La CNMC advierte que esta restricción no solo carece de justificación científica clara, sino que también podría vulnerar el principio de libre circulación de mercancías dentro de la Unión Europea. De hecho, en otros Estados miembros donde se ha propuesto una medida similar, como Luxemburgo, se han recibido objeciones de diversos países por tratarse de una barrera comercial injustificada.
Diez meses para adaptarse
El decreto contempla un periodo de transición: diez meses para la adaptación de los fabricantes y doce meses para la venta de productos en stock.
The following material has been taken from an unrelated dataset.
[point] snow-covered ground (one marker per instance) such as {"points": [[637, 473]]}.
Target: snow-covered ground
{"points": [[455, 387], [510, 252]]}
La CNMC considera razonable este margen, aunque pide que se justifique de forma más precisa por qué se ha fijado ese plazo y no otro.
Una regulación necesaria, pero incompleta
España continúa su lucha contra el tabaquismo, un problema de salud pública que aún causa cerca de 50.000 muertes al año. Las nuevas normas forman parte del Plan Nacional de Prevención y Control del Tabaquismo 2024-2027, que pretende avanzar hacia una sociedad libre de humo, en sintonía con las recomendaciones de la OMS y los avances normativos en otros países europeos.
Sin embargo, la CNMC subraya que el interés sanitario no debe enfrentarse con la libre competencia, y que cualquier restricción debe estar debidamente sustentada en estudios y principios de buena regulación. A falta de esos elementos, el organismo recomienda reformular algunos puntos del decreto o, al menos, dotarlos de mayor respaldo legal y técnico.
El futuro, en equilibrio
El reto del Gobierno será encontrar el equilibrio entre la protección de la salud pública, la libertad de empresa y el cumplimiento de las directrices europeas. La regulación del tabaco y sus productos relacionados no solo afecta a la industria, sino también a millones de consumidores. El camino hacia un futuro con menos humo —y menos aromas— ya está trazado. Lo que está en juego es cómo se recorrerá.